“Un’orchestra rappresenta il microcosmo di una società. Questa orchestra in particolare rappresenta il microcosmo di una società che non è mai esistita e che forse non esisterà mai”. Con queste parole esordisce Elena Cheah nel suo Insieme, libro che racconta della sua esperienza da violoncellista nella West-Eastern Divan Orchestra, fondata alla fine del secolo scorso da Daniel Barenboim e Edward Said. Il film Crescendo – #makemusicnotwar, presentato in anteprima al Festival Internazionale del cinema di Monaco nel novembre del 2019 e uscito nelle sale italiane nell’agosto del 2020, si ispira liberamente alle vicende di questa orchestra molto speciale, per affrontare il tema sempre spinoso e delicato del conflitto identitario e dell’incontro con l’altro.

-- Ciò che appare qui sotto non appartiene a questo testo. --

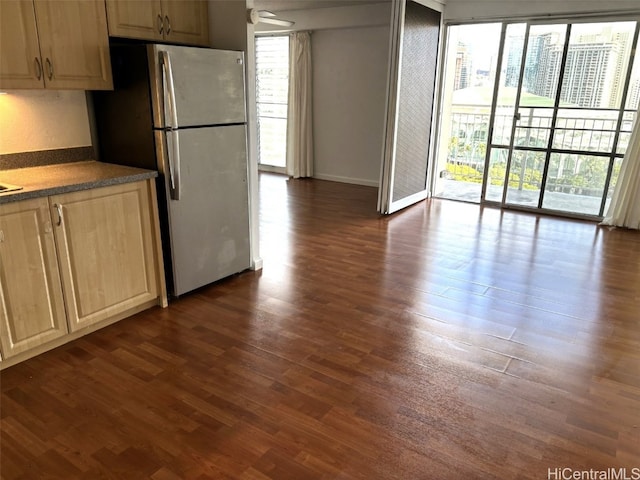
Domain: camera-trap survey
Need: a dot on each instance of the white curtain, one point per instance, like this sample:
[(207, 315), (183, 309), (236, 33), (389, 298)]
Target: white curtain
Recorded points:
[(624, 210), (299, 113)]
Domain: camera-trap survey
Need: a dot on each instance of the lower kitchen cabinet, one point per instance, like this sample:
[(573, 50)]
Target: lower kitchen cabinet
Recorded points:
[(31, 303), (75, 262), (105, 246)]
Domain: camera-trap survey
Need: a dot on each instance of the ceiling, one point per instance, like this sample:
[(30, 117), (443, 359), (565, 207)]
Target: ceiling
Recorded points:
[(282, 5)]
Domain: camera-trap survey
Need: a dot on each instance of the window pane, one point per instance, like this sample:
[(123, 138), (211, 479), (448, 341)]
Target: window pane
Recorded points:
[(509, 76), (542, 66), (497, 169), (467, 95), (596, 67), (586, 130), (575, 183), (525, 178)]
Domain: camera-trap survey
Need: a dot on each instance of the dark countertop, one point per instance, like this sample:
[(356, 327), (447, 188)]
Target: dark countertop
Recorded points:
[(67, 177)]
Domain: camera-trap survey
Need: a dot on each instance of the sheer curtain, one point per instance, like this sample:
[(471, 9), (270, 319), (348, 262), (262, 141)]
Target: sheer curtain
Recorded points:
[(299, 113), (624, 210)]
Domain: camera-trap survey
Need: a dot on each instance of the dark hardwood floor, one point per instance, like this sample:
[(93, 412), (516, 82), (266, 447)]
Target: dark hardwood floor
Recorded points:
[(447, 341)]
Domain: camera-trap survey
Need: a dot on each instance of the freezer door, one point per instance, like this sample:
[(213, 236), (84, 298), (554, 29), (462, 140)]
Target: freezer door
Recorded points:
[(196, 86), (209, 225)]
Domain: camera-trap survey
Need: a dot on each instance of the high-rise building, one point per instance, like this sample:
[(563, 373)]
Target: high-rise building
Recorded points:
[(463, 67), (594, 70)]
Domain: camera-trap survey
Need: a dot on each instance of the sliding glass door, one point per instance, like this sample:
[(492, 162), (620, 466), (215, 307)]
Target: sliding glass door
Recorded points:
[(561, 113)]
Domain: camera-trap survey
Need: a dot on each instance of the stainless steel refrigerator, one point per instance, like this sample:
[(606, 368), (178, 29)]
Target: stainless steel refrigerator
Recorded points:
[(181, 111)]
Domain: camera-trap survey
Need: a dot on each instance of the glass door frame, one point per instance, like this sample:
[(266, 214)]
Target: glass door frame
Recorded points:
[(549, 150)]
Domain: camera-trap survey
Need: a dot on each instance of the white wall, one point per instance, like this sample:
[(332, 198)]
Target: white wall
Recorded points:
[(334, 17), (465, 10), (349, 93), (34, 120), (350, 50)]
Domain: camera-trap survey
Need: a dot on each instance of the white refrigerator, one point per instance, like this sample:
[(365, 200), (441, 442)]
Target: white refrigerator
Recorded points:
[(182, 111)]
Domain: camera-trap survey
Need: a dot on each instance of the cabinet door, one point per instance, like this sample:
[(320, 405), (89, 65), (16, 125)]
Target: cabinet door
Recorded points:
[(31, 303), (106, 251), (20, 65), (186, 21), (141, 19), (74, 44)]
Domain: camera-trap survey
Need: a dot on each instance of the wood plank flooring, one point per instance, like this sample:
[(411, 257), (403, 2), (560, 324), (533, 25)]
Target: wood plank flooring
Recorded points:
[(447, 341)]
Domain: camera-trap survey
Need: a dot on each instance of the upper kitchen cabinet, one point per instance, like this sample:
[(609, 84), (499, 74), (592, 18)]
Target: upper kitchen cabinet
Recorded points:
[(176, 21), (52, 44)]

Al celebre direttore Eduard Sporck viene proposto di mettere in piedi e dirigere un’orchestra composta da giovani musicisti palestinesi e israeliani: un compito quasi impossibile che quest’ultimo decide tuttavia di mettere in pratica. I ragazzi reclutati, animati tanto dall’odio e dal pregiudizio quanto dall’ardente passione per la musica, non perdono tempo nell’ingaggiare una serrata battaglia tra le due fazioni avverse, capeggiate dai due primi violini: la palestinese Layla e l’israeliano Ron.
Ciononostante, il conflitto che pareva inevitabile ed insanabile, e che avrebbe compromesso le sorti dell’impresa, lascia man mano posto a spazi sempre più profondi e genuini, benché mai definitivamente pacificati, di dialogo, di collaborazione, di amicizia e forse persino d’amore.
Più che un inno, l’opera, per i suoi toni disincantati e per nulla edificanti, si presenta come un’accorata ed equilibrata esortazione all’unità e alla solidarietà umana, di cui si fa fragorosa portavoce la potenza mistica della musica. Il regista, nato a Tel Aviv e residente in Germania, libera infatti il campo da ogni possibile equivoco quando afferma che il suo film “non ha nulla di buonista…neppure nel finale”. Al di sopra di qualsiasi vicenda individuale, sembra allora suggerirci, la musica in concerto ci può restituire quel metro comune di valutazione circa l’umanità dell’altro e la sua riconoscibilità, quell’identità comune che, tra i contrappunti dei diversi strumenti, costituisce un’unica armonia di fondo. D’altra parte, è lo stesso Barenboim ad aver sostenuto che “…improvvisamente c’è qualcosa che non si può più dividere. Fare musica, in un certo senso, è così”.